When auto-heal fires, you want to know about it. Wire up notifications to catch patterns before they become chronic:

docker-autoheal with Webhook

docker-autoheal can call a webhook after each restart. Set the AUTOHEAL_WEBHOOK_URL environment variable:

1
2
3
4
5
6
7
8
services:
  autoheal:
    image: willfarrell/autoheal:latest
    environment:
      - AUTOHEAL_CONTAINER_LABEL=all
      - AUTOHEAL_WEBHOOK_URL=https://hooks.slack.com/services/xxx
    volumes:
      - /var/run/docker.sock:/var/run/docker.sock

Log Aggregation

Forward Docker events to your logging stack:

1
2
3
4
docker events --filter 'event=health_status' --format '{{json .}}' | \
  while read event; do
    echo "$event" | logger -t docker-health
  done

Prometheus Metrics

Expose container health as Prometheus metrics using prometheus-health-exporter or a custom exporter:

 1
 2
 3
 4
 5
 6
 7
 8
 9
10
11
12
13
14
15
16
17
#!/bin/bash
# Simple health metrics exporter for Prometheus node_exporter textfile
while true; do
  echo "# HELP docker_container_health Docker container health status"
  echo "# TYPE docker_container_health gauge"
  docker ps --format '{{.Names}}\t{{.Status}}' | while IFS=$'\t' read name status; do
    case "$status" in
      *healthy*)   health=1 ;;
      *unhealthy*) health=0 ;;
      *)           health=-1 ;;
    esac
    echo "docker_container_health{container=\"$name\"} $health"
  done > /var/lib/node_exporter/textfile/docker_health.prom.$$
  mv /var/lib/node_exporter/textfile/docker_health.prom.$$ \
     /var/lib/node_exporter/textfile/docker_health.prom
  sleep 15
done

When Not to Auto-Heal

Auto-healing is not always the right answer. Consider the following before enabling it on every container:

  • Stateful databases: restarting a corrupted database container may make things worse. Prefer manual investigation.
  • One-shot jobs: containers that run to completion should not be auto-healed.
  • Rate-limited services: if a container is unhealthy due to API rate limiting, restarting resets the timer but does not solve the root cause.
  • Config errors: a container that fails at startup due to a bad config file will fail again after restart. Fix the config.

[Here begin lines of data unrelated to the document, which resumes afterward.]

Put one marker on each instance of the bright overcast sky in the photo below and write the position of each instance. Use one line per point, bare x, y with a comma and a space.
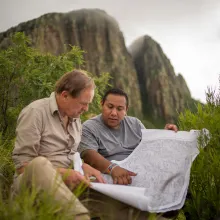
187, 30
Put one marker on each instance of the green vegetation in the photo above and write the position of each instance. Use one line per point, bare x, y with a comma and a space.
27, 75
204, 190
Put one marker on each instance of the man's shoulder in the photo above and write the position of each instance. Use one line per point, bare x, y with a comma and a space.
93, 123
131, 119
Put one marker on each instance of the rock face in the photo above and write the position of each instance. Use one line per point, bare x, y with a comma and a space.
95, 32
163, 93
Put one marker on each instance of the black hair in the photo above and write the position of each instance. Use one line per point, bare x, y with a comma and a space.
115, 91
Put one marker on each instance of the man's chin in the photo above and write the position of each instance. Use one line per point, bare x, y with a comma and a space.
113, 125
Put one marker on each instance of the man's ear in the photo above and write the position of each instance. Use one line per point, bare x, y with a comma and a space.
64, 94
126, 110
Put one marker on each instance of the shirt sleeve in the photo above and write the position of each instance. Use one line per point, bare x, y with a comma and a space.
28, 135
140, 123
88, 140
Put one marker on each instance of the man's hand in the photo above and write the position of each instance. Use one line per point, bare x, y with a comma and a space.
90, 171
171, 127
122, 176
73, 178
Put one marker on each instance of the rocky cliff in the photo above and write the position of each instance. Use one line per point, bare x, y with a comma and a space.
163, 93
144, 72
95, 32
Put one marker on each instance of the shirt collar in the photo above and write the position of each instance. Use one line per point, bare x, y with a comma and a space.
54, 107
53, 104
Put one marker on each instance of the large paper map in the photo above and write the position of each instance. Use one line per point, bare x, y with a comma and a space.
162, 162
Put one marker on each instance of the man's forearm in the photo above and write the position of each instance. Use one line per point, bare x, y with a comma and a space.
96, 160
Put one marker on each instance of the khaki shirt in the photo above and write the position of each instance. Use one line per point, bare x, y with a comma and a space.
40, 132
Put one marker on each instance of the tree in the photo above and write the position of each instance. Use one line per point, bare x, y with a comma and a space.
204, 190
27, 75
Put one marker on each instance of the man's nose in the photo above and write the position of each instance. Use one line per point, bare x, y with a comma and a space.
86, 107
114, 111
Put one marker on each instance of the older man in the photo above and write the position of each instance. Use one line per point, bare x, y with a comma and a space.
47, 136
112, 135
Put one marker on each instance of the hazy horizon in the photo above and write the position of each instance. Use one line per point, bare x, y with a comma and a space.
188, 31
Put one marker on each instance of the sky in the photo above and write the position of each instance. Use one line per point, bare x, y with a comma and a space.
187, 30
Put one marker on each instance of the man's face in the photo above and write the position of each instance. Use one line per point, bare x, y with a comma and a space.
74, 107
114, 110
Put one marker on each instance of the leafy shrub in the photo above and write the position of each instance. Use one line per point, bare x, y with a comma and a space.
204, 190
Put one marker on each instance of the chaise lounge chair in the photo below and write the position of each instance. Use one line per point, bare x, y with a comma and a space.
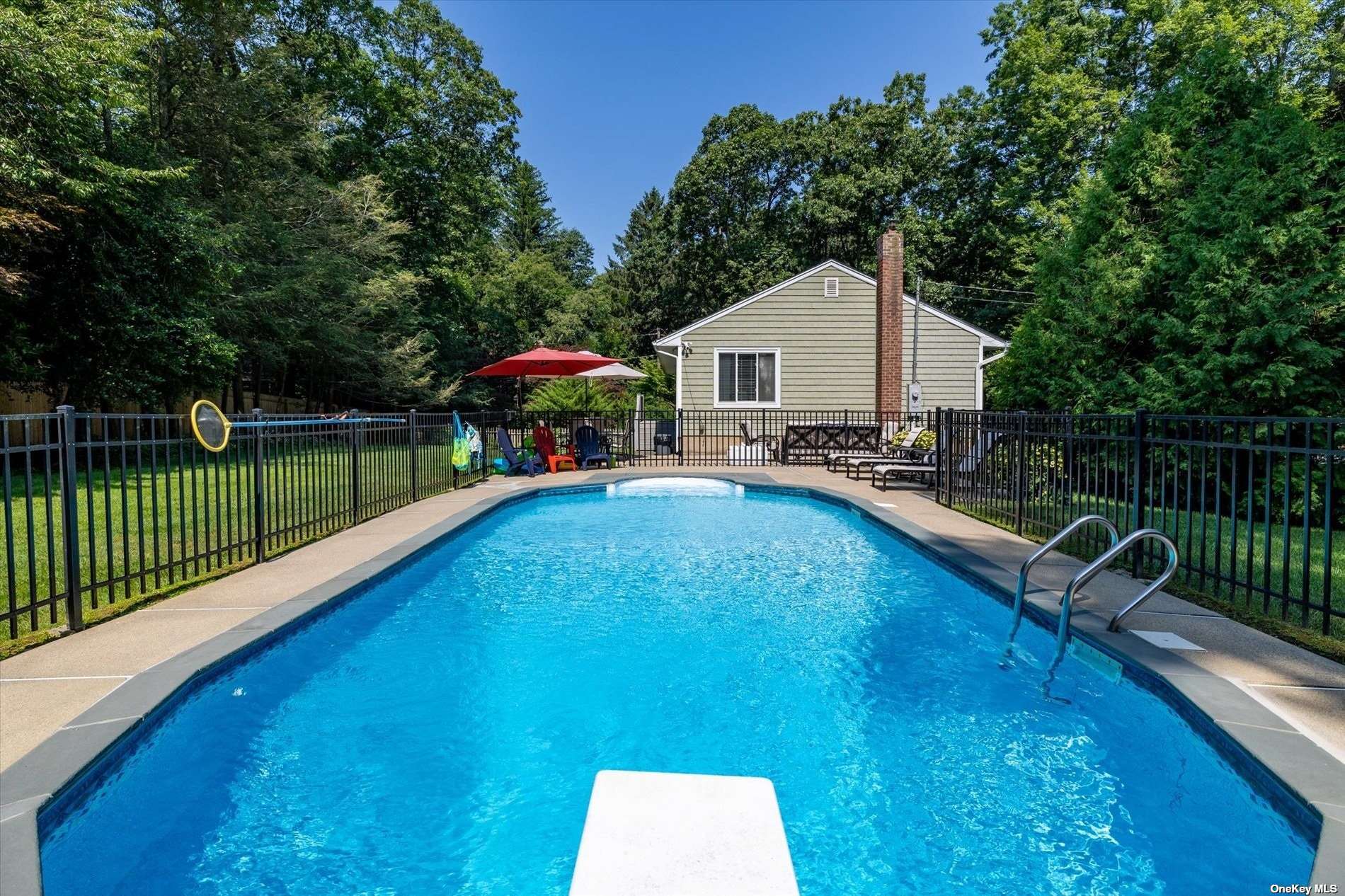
893, 454
889, 430
927, 464
545, 442
588, 447
530, 467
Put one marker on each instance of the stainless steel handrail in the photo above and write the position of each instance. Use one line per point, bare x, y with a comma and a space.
1046, 549
1089, 572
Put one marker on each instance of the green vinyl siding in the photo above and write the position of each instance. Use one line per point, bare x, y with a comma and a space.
828, 349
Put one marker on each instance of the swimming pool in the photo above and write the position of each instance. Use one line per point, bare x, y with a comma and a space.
442, 731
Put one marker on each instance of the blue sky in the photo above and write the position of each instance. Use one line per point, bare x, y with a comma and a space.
615, 95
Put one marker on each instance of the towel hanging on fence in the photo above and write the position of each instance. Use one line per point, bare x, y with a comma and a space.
462, 449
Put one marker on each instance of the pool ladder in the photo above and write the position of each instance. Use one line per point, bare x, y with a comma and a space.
1087, 573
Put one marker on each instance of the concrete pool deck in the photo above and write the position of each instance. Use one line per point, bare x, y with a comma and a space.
1281, 704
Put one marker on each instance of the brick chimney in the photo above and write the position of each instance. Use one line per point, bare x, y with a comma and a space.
888, 398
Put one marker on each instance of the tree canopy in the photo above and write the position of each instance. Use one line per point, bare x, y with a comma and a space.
326, 198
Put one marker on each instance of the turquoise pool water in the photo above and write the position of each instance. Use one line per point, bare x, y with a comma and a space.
440, 733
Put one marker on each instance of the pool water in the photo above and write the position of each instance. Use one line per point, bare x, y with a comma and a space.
440, 733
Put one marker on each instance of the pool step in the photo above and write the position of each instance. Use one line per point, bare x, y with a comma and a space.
674, 834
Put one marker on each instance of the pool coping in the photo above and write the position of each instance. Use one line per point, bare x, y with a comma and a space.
67, 763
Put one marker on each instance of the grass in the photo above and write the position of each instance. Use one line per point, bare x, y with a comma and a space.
1235, 551
149, 532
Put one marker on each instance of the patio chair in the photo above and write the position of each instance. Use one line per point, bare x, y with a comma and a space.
545, 442
590, 448
888, 452
515, 466
751, 437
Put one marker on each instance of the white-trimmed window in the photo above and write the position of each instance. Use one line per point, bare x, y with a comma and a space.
747, 377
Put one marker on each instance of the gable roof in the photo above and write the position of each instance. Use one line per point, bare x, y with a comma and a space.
986, 338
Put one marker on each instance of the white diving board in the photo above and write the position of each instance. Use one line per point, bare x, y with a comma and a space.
666, 834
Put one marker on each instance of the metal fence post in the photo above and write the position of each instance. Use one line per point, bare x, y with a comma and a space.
355, 432
1021, 473
941, 451
681, 458
1138, 490
70, 513
411, 440
258, 491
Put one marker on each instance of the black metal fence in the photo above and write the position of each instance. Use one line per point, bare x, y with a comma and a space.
105, 507
128, 505
1255, 505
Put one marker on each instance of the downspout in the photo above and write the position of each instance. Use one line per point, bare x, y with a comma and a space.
981, 370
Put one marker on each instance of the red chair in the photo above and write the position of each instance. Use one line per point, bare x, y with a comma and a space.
545, 443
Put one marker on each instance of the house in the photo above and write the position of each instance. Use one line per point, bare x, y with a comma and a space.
830, 339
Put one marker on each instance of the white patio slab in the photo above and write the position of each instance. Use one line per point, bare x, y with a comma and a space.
1165, 639
670, 834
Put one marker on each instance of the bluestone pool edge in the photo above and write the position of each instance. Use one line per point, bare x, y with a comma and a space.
34, 788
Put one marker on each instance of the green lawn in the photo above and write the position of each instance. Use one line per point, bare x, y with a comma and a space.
1237, 552
149, 532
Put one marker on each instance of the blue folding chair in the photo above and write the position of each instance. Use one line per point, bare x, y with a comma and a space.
532, 466
588, 447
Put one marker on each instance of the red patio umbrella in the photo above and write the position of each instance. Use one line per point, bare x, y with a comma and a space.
544, 362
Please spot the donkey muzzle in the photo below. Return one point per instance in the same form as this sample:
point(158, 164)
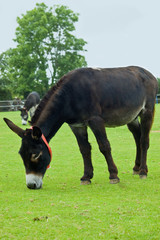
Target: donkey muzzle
point(33, 181)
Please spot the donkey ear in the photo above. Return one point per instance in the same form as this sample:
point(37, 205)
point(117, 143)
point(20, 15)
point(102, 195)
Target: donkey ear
point(36, 134)
point(19, 131)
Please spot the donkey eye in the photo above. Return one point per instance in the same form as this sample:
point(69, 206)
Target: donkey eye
point(35, 157)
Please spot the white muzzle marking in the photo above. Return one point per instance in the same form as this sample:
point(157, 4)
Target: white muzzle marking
point(33, 181)
point(24, 122)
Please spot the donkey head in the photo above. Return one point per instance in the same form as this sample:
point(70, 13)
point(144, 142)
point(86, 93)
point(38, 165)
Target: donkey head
point(35, 152)
point(24, 115)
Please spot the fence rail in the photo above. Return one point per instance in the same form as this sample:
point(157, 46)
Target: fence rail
point(16, 104)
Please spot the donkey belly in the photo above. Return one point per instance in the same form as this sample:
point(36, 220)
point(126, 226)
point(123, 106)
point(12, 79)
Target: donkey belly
point(121, 116)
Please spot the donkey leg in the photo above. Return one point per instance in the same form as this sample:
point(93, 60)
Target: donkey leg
point(98, 127)
point(146, 123)
point(135, 129)
point(85, 149)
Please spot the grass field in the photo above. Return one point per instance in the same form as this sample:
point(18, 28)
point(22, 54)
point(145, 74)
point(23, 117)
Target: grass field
point(65, 210)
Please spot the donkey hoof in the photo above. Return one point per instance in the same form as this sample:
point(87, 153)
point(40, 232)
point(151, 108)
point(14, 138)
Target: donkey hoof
point(114, 181)
point(135, 172)
point(143, 176)
point(85, 182)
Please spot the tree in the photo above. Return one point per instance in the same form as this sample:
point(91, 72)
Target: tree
point(46, 48)
point(5, 81)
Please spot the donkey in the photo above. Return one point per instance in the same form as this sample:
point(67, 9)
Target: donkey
point(31, 103)
point(97, 98)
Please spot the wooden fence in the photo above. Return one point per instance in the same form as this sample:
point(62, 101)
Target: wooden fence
point(16, 104)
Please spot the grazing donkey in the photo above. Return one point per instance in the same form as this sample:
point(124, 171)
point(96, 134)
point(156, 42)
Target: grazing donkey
point(97, 98)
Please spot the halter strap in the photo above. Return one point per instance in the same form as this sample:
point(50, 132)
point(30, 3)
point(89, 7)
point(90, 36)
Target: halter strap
point(47, 145)
point(49, 149)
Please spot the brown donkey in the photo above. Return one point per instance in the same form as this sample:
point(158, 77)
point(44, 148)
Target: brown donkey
point(97, 98)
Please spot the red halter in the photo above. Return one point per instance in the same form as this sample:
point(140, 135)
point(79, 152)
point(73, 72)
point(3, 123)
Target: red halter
point(49, 149)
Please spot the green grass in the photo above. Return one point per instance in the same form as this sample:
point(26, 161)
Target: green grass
point(63, 209)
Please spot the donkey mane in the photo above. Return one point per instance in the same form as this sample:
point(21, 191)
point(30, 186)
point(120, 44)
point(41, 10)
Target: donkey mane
point(46, 99)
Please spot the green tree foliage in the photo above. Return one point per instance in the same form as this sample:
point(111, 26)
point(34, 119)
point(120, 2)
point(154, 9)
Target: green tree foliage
point(46, 49)
point(158, 79)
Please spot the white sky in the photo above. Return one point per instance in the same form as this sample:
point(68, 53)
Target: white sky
point(118, 32)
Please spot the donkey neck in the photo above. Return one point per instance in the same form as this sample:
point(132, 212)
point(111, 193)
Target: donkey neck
point(51, 119)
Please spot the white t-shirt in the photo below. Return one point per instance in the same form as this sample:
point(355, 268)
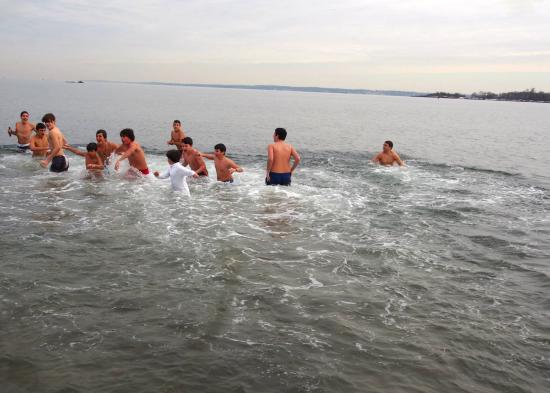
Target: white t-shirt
point(177, 174)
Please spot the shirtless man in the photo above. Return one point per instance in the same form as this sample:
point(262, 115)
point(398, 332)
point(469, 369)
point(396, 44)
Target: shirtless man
point(177, 135)
point(192, 157)
point(23, 130)
point(224, 166)
point(132, 151)
point(59, 163)
point(104, 147)
point(279, 153)
point(93, 161)
point(387, 156)
point(39, 143)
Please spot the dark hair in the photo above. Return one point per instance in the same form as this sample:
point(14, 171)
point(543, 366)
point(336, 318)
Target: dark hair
point(129, 133)
point(220, 147)
point(48, 117)
point(174, 155)
point(281, 133)
point(91, 146)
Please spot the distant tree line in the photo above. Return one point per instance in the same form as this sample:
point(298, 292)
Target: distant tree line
point(526, 95)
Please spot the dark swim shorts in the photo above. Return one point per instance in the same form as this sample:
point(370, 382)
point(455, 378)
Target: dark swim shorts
point(282, 179)
point(59, 164)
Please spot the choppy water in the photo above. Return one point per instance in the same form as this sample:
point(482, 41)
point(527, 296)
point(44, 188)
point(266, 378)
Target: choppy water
point(357, 278)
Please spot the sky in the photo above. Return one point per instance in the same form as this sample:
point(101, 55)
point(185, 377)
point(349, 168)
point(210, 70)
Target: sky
point(423, 45)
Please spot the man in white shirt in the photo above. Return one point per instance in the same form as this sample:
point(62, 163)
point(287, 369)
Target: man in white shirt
point(177, 172)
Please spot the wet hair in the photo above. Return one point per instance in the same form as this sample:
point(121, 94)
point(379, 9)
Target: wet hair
point(92, 146)
point(281, 133)
point(129, 133)
point(173, 155)
point(220, 147)
point(48, 117)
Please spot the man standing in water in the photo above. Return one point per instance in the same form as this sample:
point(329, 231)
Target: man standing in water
point(104, 147)
point(387, 156)
point(23, 130)
point(192, 157)
point(56, 140)
point(39, 143)
point(279, 153)
point(132, 151)
point(177, 135)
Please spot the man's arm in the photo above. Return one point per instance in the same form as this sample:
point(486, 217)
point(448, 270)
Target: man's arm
point(125, 155)
point(233, 167)
point(202, 164)
point(210, 156)
point(34, 146)
point(296, 157)
point(74, 150)
point(397, 158)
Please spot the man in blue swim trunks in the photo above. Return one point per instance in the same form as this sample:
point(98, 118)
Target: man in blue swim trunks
point(279, 153)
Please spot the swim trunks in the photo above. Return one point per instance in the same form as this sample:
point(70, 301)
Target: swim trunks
point(275, 178)
point(59, 164)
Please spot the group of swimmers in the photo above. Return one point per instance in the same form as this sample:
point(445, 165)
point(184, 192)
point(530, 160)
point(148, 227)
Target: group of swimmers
point(50, 147)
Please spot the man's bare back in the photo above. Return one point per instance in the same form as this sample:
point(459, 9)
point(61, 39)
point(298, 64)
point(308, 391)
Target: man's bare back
point(387, 156)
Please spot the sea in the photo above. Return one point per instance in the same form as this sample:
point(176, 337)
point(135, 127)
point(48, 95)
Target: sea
point(434, 277)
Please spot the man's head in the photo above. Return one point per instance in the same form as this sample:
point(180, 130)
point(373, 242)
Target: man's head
point(280, 134)
point(219, 150)
point(91, 147)
point(173, 156)
point(49, 120)
point(101, 136)
point(127, 136)
point(40, 129)
point(187, 143)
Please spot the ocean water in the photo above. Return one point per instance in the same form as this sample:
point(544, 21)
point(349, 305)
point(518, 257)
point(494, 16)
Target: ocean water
point(357, 278)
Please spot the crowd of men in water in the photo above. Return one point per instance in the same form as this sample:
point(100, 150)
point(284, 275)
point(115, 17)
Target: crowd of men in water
point(49, 143)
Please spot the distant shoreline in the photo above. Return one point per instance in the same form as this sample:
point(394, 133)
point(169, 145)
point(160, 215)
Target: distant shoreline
point(277, 88)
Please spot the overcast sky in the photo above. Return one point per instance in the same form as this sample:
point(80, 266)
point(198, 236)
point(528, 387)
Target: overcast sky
point(422, 45)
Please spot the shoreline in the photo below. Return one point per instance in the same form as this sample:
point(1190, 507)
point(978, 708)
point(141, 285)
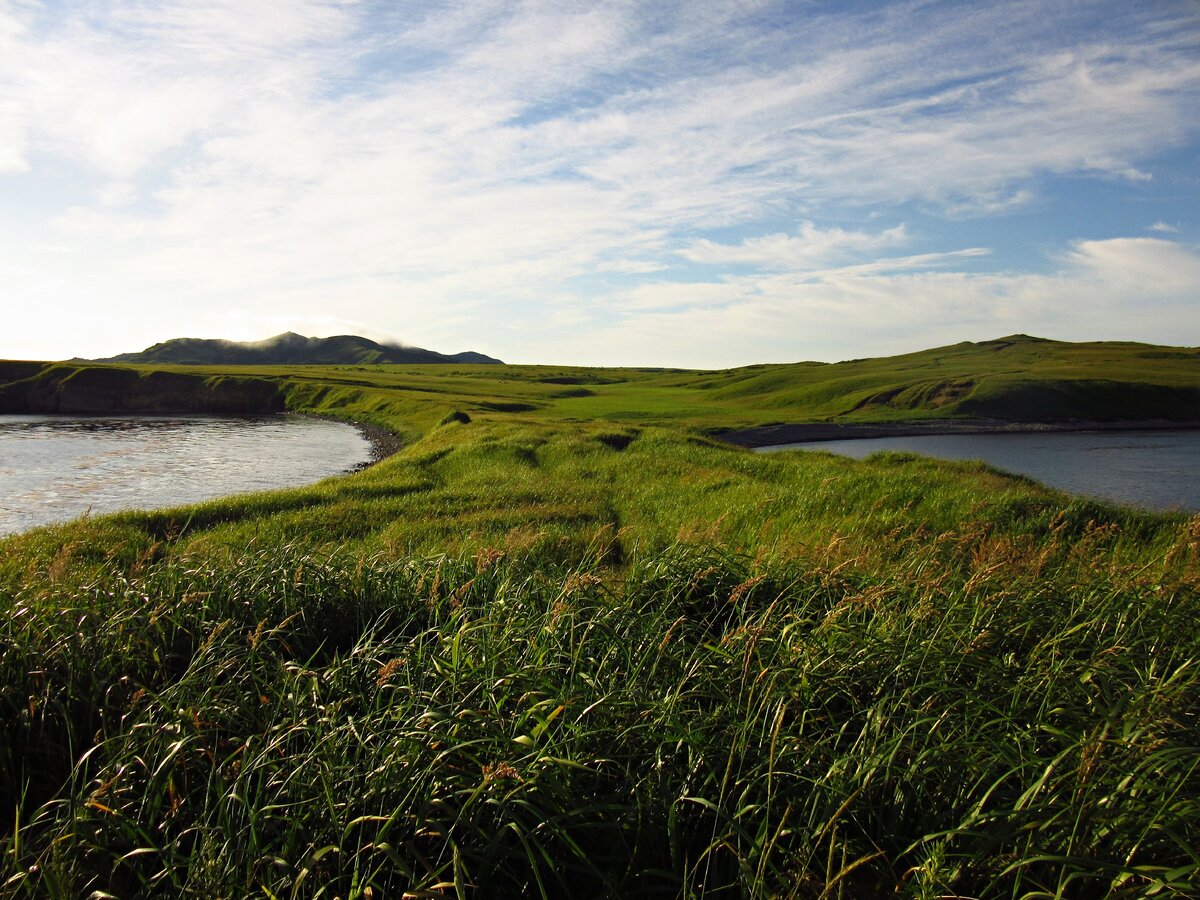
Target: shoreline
point(815, 432)
point(383, 444)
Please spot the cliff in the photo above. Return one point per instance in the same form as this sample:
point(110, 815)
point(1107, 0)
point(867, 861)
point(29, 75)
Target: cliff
point(40, 388)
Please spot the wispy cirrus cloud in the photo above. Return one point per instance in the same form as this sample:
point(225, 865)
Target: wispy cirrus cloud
point(465, 173)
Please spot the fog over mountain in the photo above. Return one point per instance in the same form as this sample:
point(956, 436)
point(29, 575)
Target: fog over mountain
point(291, 348)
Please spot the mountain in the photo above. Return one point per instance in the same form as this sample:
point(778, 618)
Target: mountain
point(292, 349)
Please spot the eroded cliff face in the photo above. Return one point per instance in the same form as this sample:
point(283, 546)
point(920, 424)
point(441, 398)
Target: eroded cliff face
point(65, 388)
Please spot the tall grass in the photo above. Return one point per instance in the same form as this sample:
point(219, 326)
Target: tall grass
point(695, 724)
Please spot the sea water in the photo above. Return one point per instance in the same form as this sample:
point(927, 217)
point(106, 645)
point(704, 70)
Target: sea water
point(1152, 469)
point(54, 468)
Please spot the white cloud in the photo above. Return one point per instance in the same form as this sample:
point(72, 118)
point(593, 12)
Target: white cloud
point(1129, 288)
point(450, 172)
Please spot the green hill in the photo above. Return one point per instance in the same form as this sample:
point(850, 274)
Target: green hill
point(562, 645)
point(291, 348)
point(1011, 381)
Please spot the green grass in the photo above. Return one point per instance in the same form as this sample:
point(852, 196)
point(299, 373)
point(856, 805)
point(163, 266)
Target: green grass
point(573, 647)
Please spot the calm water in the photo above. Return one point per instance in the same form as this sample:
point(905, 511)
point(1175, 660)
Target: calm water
point(1155, 469)
point(54, 468)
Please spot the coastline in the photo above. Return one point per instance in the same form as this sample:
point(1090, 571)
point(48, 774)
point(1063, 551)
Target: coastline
point(383, 444)
point(811, 432)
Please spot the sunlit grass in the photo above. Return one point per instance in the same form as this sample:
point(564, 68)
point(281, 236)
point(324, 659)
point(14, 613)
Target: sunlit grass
point(535, 657)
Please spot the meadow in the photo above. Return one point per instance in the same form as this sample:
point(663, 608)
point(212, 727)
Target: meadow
point(565, 643)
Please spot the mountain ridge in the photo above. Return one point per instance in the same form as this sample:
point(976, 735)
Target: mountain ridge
point(289, 348)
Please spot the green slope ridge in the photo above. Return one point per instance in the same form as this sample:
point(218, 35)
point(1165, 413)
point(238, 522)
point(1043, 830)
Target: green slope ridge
point(563, 645)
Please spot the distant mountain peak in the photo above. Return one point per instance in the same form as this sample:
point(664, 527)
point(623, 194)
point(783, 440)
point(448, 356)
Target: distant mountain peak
point(293, 349)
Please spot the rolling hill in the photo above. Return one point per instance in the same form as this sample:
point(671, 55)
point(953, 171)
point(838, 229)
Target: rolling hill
point(292, 349)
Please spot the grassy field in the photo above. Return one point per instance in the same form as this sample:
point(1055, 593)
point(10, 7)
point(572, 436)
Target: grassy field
point(574, 647)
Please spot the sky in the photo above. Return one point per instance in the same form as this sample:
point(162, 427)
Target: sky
point(700, 184)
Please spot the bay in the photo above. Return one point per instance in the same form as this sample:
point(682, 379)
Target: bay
point(54, 468)
point(1151, 469)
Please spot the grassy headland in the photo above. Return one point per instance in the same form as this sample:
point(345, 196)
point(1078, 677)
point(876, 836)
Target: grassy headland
point(564, 643)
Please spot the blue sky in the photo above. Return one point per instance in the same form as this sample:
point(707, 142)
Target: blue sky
point(700, 184)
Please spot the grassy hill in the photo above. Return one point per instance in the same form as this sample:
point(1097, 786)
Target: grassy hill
point(565, 645)
point(1014, 379)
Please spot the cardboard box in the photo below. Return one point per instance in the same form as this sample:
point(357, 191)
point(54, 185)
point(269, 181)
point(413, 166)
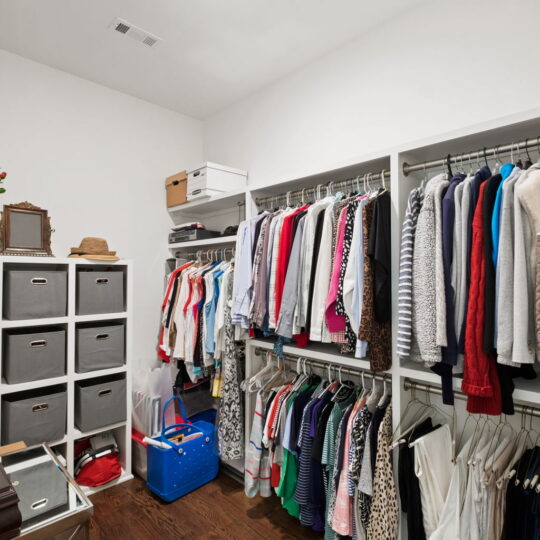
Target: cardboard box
point(176, 186)
point(13, 447)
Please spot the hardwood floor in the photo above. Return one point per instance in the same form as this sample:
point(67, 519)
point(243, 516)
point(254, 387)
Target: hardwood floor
point(218, 510)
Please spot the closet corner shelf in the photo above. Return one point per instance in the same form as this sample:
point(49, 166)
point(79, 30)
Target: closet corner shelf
point(315, 352)
point(63, 440)
point(207, 242)
point(100, 373)
point(78, 434)
point(209, 205)
point(124, 477)
point(6, 388)
point(418, 372)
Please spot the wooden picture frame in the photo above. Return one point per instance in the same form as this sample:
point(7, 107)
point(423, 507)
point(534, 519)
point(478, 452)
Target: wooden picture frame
point(25, 229)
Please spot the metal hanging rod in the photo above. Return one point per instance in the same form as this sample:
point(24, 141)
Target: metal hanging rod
point(323, 365)
point(408, 384)
point(478, 155)
point(303, 195)
point(211, 254)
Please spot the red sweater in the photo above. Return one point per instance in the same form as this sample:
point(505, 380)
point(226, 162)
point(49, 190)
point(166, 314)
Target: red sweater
point(480, 379)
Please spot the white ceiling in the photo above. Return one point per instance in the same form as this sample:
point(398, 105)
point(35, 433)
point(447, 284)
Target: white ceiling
point(213, 53)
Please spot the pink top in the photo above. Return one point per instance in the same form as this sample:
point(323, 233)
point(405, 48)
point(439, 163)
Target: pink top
point(343, 515)
point(335, 322)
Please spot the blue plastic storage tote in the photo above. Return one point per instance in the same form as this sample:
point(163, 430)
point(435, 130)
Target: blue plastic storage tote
point(183, 467)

Use labels selectively. Apply autoheal=true only to containers where automatic recovery is safe and desirable.


Summary

Docker provides excellent health detection but no built-in recovery. For a truly self-healing homelab:

  1. Add HEALTHCHECK to every service — in Dockerfiles, Compose files, or runtime flags.
  2. Deploy docker-autoheal for zero-config auto-restart on healthy labeled containers.
  3. Use systemd services for critical infrastructure that must survive Docker daemon failures.
  4. Add notifications — Slack, webhook, or Prometheus — so you know when auto-heal fires.
  5. Label selectively — not every container should auto-heal.

The five minutes it takes to add health checks and auto-heal to your Compose file pays for itself the first time a container fails at 3 AM.